Why Do Machine Learning Projects Fail?

As data scientists, one of our jobs is to create the whole design for any given machine learning project. Whether we’re working on a classification, regression or deep learning project, it falls to us to decide on the data preprocessing steps, feature engineering, feature selection, evaluation metric, and the algorithm as well as hyperparameter tuning for said algorithm. And we spend a lot of time worrying about these issues.

All of that is well and good. But there are a lot of other important things to consider when building a great machine learning system. For example, do we ever think about how we will deploy our models once we have them?

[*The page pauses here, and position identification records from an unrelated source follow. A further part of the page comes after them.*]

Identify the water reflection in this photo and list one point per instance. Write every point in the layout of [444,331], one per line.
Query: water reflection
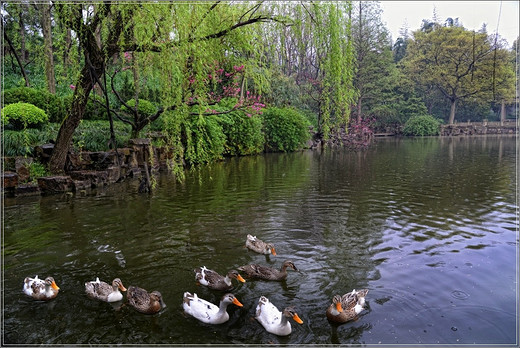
[428,225]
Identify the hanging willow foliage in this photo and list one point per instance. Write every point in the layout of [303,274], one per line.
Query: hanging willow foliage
[179,49]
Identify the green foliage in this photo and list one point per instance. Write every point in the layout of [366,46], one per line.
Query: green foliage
[23,115]
[244,133]
[145,107]
[285,129]
[95,109]
[50,103]
[95,135]
[421,126]
[18,143]
[89,136]
[37,170]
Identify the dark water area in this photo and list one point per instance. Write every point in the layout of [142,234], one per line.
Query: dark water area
[429,226]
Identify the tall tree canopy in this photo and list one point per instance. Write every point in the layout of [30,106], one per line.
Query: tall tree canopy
[459,63]
[184,48]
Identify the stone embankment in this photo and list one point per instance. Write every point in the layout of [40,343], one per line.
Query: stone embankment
[479,128]
[84,170]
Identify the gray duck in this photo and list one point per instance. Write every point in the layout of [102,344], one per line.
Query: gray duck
[347,307]
[144,302]
[104,291]
[40,289]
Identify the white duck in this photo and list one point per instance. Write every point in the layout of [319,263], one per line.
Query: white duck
[104,291]
[40,289]
[206,311]
[273,320]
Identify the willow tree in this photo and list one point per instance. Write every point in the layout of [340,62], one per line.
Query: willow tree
[316,53]
[180,43]
[460,63]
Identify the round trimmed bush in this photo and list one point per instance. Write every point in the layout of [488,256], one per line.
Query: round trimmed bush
[50,103]
[421,126]
[145,107]
[23,115]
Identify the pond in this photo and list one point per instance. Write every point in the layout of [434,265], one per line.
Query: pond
[429,226]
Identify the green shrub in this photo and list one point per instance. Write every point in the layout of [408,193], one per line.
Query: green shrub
[18,143]
[37,170]
[145,107]
[23,115]
[203,139]
[50,103]
[243,133]
[421,126]
[285,129]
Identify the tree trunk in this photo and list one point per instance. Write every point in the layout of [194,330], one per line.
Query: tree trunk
[359,111]
[452,111]
[47,38]
[71,122]
[68,44]
[13,50]
[503,112]
[23,52]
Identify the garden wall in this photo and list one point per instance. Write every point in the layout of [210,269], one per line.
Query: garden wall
[84,170]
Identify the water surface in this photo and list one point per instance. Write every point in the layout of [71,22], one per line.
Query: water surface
[429,226]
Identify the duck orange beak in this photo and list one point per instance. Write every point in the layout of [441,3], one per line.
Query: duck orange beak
[297,319]
[54,286]
[237,302]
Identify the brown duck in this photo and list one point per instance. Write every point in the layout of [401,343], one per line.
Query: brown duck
[144,302]
[215,281]
[347,307]
[255,271]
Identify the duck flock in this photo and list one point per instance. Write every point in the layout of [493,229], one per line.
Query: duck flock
[342,309]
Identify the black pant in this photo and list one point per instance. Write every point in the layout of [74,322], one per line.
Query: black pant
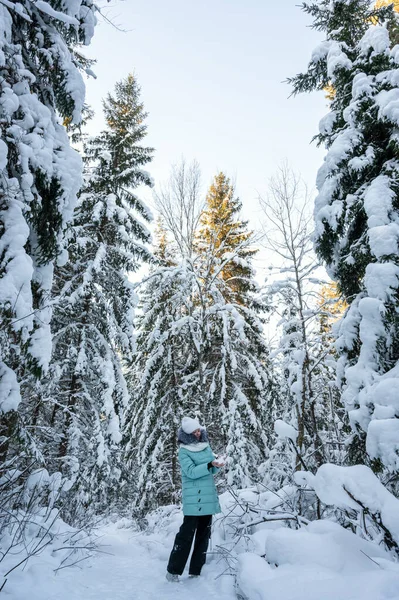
[201,527]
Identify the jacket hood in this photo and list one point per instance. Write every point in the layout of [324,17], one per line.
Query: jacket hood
[189,438]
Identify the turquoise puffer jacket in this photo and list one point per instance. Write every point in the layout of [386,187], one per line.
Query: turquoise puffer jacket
[199,490]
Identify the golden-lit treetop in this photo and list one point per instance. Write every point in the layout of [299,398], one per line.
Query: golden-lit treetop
[222,235]
[380,3]
[332,304]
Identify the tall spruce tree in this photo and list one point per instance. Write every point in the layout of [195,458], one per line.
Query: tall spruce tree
[357,223]
[40,178]
[160,384]
[234,351]
[224,238]
[93,322]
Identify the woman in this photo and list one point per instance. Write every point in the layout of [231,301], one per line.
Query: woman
[200,500]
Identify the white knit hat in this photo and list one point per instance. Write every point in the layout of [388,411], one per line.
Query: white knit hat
[189,425]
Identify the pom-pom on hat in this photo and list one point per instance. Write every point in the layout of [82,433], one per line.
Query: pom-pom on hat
[189,425]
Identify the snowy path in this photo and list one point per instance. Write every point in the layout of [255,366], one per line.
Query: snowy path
[134,569]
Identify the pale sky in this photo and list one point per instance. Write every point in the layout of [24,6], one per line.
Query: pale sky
[212,74]
[212,80]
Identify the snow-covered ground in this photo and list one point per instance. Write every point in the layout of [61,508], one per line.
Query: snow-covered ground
[320,561]
[131,566]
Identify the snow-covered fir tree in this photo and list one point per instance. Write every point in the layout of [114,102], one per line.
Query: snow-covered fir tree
[357,219]
[233,341]
[200,350]
[160,386]
[224,237]
[93,321]
[40,176]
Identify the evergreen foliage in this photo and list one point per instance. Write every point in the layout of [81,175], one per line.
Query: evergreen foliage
[40,176]
[225,239]
[356,220]
[93,322]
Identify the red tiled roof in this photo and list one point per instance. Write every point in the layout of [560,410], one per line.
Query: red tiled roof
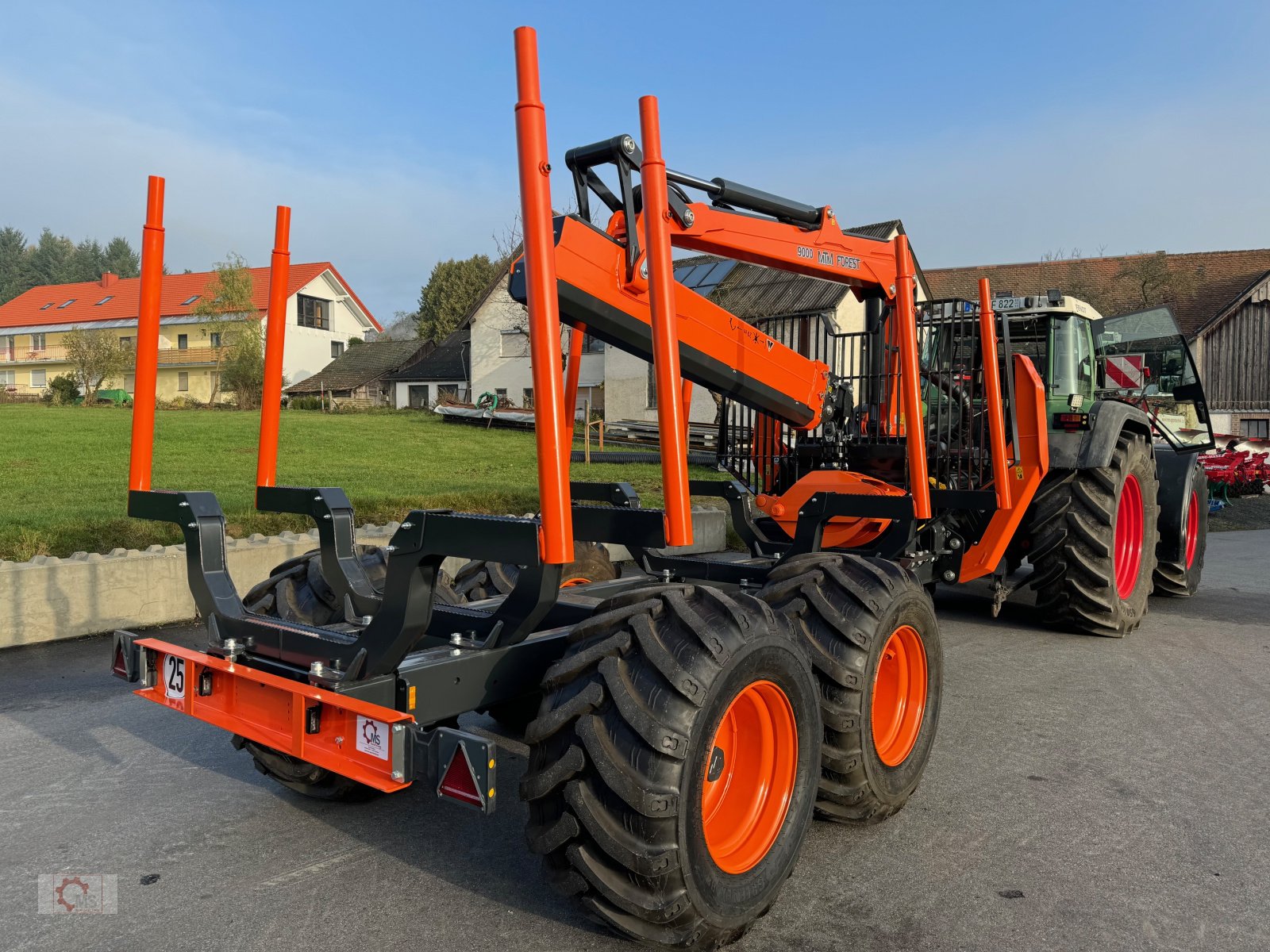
[1208,281]
[125,296]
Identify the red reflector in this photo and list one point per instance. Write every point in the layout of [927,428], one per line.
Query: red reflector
[459,781]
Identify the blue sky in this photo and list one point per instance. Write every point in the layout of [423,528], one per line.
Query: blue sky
[997,131]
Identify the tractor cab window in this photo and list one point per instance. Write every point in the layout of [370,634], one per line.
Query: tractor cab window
[1143,359]
[1072,368]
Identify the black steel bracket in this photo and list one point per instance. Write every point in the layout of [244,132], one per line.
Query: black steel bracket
[333,514]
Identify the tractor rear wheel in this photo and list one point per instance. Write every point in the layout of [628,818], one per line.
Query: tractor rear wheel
[1092,543]
[869,628]
[298,592]
[1180,577]
[673,762]
[479,579]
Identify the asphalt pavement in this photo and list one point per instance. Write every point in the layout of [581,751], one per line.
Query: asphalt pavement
[1083,793]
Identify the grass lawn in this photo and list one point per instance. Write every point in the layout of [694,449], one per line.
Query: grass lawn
[64,471]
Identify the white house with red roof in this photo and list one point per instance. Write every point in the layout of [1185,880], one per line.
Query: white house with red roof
[323,313]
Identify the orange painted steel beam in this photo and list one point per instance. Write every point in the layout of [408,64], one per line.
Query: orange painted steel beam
[275,340]
[577,338]
[145,376]
[1033,463]
[544,308]
[992,395]
[271,710]
[594,264]
[906,317]
[666,336]
[686,400]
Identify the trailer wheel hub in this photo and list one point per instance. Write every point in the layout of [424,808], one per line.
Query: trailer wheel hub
[749,777]
[899,696]
[1128,537]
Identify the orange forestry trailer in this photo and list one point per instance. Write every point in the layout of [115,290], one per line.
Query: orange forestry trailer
[686,720]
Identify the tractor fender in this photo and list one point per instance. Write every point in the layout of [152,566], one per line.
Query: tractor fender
[1091,448]
[1174,471]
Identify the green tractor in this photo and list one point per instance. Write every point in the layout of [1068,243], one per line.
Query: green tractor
[1123,512]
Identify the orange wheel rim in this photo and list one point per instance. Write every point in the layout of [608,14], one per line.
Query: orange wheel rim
[749,777]
[899,696]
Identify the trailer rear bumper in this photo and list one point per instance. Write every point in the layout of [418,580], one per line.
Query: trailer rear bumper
[356,739]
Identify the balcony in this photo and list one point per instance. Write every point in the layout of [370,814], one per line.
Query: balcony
[171,357]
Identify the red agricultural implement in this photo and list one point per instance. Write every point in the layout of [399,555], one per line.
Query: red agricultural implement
[687,719]
[1236,473]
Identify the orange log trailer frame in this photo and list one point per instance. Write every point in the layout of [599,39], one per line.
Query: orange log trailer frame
[275,340]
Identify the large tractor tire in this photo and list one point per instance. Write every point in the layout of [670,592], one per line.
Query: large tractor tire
[673,763]
[479,579]
[869,628]
[1092,543]
[1180,577]
[296,590]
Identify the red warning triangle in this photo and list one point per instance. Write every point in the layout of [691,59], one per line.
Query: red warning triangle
[459,781]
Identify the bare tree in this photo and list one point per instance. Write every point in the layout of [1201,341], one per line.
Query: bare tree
[94,355]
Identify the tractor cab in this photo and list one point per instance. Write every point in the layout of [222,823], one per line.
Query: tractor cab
[1138,359]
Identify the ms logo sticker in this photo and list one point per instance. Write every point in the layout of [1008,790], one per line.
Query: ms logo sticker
[372,738]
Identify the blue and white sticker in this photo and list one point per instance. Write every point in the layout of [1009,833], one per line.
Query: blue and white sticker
[372,738]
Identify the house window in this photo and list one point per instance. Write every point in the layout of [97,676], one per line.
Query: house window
[313,313]
[514,343]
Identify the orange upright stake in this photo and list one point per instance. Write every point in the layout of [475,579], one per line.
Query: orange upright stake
[686,399]
[275,340]
[910,371]
[141,461]
[992,395]
[666,333]
[544,306]
[577,338]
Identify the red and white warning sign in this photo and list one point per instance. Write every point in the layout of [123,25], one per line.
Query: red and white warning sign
[1126,371]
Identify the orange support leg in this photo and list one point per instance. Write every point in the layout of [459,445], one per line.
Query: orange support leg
[666,336]
[910,370]
[141,460]
[275,340]
[544,306]
[992,395]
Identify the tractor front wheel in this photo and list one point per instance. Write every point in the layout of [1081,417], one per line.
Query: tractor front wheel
[1092,543]
[673,763]
[869,630]
[1180,577]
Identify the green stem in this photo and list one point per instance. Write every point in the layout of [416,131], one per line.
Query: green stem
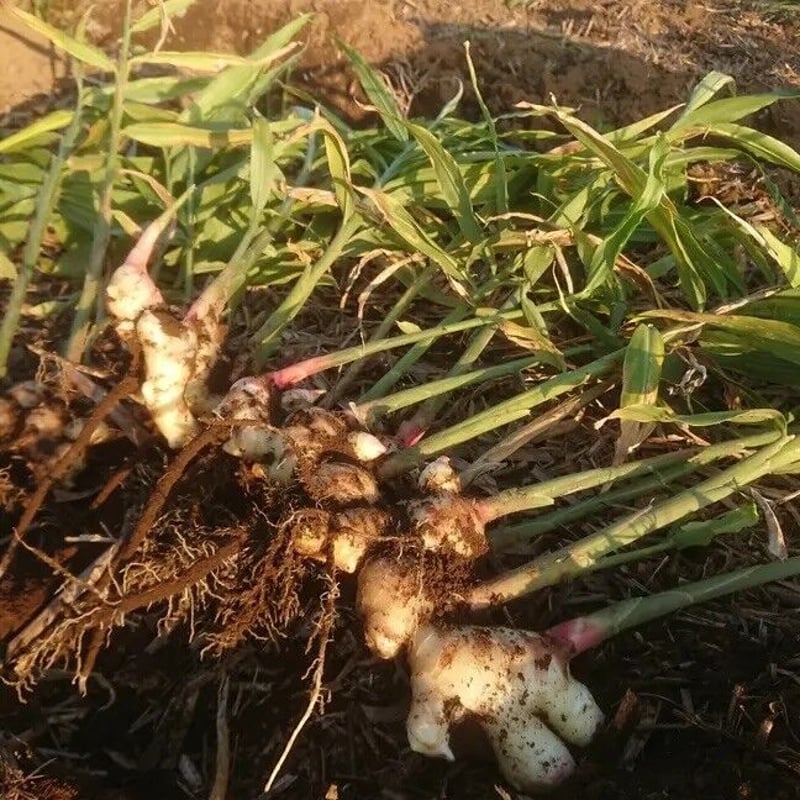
[293,374]
[411,431]
[233,277]
[268,335]
[373,411]
[502,414]
[398,309]
[408,359]
[90,294]
[45,202]
[583,633]
[664,471]
[575,559]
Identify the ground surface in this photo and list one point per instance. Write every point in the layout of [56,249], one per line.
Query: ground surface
[717,689]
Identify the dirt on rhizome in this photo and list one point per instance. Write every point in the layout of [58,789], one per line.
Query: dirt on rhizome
[217,612]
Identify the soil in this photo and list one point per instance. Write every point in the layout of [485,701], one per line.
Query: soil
[703,705]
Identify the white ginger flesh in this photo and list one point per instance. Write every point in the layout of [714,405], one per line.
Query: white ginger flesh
[514,685]
[249,399]
[341,483]
[348,535]
[366,447]
[210,334]
[130,291]
[447,523]
[439,477]
[169,350]
[391,601]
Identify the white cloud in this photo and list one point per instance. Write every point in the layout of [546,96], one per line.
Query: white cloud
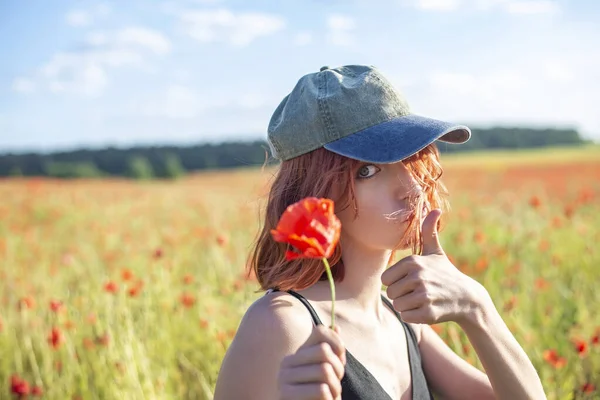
[179,102]
[437,5]
[86,72]
[143,37]
[183,102]
[532,7]
[340,30]
[222,25]
[302,38]
[78,18]
[23,85]
[546,92]
[558,71]
[528,7]
[82,18]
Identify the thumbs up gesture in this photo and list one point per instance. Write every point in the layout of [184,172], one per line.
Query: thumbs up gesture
[428,288]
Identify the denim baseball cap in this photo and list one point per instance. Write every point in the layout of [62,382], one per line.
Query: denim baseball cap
[354,111]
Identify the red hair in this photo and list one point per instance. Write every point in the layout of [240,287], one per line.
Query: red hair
[319,173]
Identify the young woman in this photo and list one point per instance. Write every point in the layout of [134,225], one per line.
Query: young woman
[347,134]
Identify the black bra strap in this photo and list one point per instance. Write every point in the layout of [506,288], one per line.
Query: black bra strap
[312,311]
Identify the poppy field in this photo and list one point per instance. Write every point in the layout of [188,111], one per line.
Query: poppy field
[118,289]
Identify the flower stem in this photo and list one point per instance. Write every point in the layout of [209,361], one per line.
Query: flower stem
[332,286]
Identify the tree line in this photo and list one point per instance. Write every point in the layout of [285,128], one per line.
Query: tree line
[171,162]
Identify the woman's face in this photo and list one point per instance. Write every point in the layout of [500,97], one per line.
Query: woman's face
[386,195]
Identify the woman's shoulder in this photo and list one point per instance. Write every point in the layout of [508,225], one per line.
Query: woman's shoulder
[417,328]
[281,314]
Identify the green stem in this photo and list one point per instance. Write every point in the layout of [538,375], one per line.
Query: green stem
[332,286]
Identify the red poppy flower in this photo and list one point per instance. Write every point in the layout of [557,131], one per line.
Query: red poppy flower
[580,346]
[111,287]
[56,305]
[588,388]
[310,226]
[55,337]
[19,386]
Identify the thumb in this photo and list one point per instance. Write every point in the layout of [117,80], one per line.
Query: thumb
[431,243]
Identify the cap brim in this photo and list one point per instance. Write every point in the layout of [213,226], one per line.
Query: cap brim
[397,139]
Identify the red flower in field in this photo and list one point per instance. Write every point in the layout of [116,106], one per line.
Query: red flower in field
[68,325]
[588,388]
[55,338]
[541,284]
[535,202]
[552,358]
[187,300]
[37,391]
[103,340]
[311,227]
[111,287]
[510,303]
[88,343]
[569,211]
[556,222]
[27,302]
[126,274]
[19,386]
[56,305]
[580,347]
[134,290]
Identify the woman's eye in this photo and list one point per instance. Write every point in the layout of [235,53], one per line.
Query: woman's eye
[363,172]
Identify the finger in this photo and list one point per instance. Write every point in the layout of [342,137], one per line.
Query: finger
[399,270]
[317,354]
[307,391]
[322,333]
[411,301]
[322,372]
[417,316]
[403,287]
[431,243]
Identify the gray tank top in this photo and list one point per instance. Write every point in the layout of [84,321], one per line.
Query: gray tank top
[358,383]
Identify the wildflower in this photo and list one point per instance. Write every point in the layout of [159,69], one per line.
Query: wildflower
[56,305]
[27,302]
[111,287]
[595,340]
[126,274]
[580,347]
[55,338]
[37,391]
[103,340]
[588,388]
[312,228]
[19,386]
[552,358]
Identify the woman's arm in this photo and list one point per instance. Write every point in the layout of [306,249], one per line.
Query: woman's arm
[507,366]
[510,374]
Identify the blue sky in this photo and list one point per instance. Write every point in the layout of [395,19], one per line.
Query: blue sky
[98,73]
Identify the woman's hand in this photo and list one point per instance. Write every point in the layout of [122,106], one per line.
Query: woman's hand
[428,289]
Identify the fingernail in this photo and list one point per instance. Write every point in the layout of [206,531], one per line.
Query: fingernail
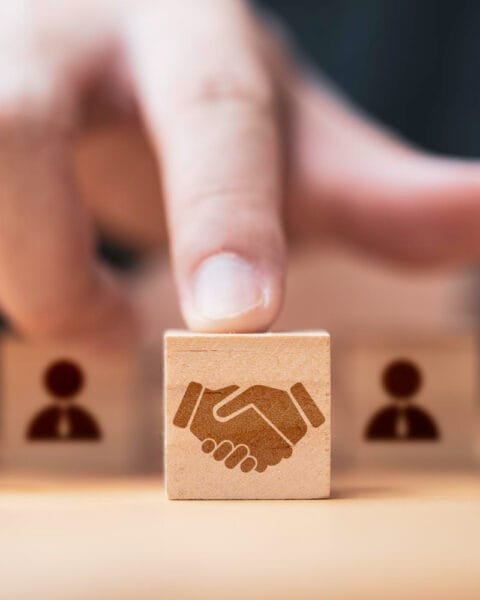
[225,286]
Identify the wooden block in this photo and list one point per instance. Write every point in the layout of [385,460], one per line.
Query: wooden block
[414,400]
[68,410]
[247,415]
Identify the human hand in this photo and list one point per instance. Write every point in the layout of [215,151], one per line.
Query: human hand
[247,147]
[256,428]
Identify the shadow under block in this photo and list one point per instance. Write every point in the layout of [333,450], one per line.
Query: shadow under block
[67,410]
[247,415]
[413,399]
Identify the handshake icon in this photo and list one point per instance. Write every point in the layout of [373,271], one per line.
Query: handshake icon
[255,428]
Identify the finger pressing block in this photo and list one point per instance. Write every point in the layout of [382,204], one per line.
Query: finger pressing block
[247,415]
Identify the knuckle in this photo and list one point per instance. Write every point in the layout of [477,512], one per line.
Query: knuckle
[251,90]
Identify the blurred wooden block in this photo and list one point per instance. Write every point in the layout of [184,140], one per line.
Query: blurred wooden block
[68,410]
[247,415]
[414,400]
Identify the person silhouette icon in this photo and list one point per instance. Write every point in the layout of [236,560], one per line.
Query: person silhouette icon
[402,422]
[64,421]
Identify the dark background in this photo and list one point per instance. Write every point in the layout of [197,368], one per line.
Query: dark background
[412,64]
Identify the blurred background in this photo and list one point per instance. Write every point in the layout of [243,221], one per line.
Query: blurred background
[414,67]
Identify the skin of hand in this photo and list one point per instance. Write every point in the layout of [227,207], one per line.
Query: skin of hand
[246,149]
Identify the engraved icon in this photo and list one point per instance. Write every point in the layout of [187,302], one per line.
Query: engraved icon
[63,421]
[402,421]
[254,428]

I have seen a lot of machine learning projects, and many of them are doomed to fail before they even begin as they don’t have a set plan for production from the onset. In my view, the process requirements for a successful ML project begins with thinking about how and when the model will go to production.

1. Establish a Baseline at the Outset

I hate how machine learning projects start in most companies. Tell me if you’ve ever heard something like this: “We will create a state-of-the-art model that will function with greater than 95 percent accuracy.” What about this: “Let’s build a time series model which will give an RMSE that’s close to zero.” Such an expectation from a model is absurd because the world we live in is indeterministic. For example, think about trying to create a model to predict whether or not it will rain tomorrow or if a customer would like a product. The answer to these questions may depend on a lot of features we don’t have access to. This strategy also hurts the business because a model that is unable to meet such lofty expectations usually gets binned. To avoid this kind of failure, you need to create a baseline at the start of a project.

So what is a baseline? It’s a simple metric that helps us to understand a business’ current performance on a particular task. If the models beat or at least match that metric, we are in the realm of profit. If the task is currently done manually, beating the metric means we can automate it.

And you can get the baseline results before you even start creating models. For example, let’s imagine that we’ll be using RMSE as an evaluation metric for our time series model and the result came out to be X. Is X a good RMSE? Right now, it’s just a number. To figure that out, we need a baseline RMSE to see if we are doing better or worse than the previous model or some other heuristic.

The baseline could come from a model that is currently employed on the same task. You could also use a simple heuristic as a baseline. For instance, in a time series model, a good baseline to aim to defeat is last day prediction, i.e., just predicting the number on the previous day and calculating a baseline RMSE. If your model is not able to beat even this naive criteria, then we know for sure your model is not adding any value.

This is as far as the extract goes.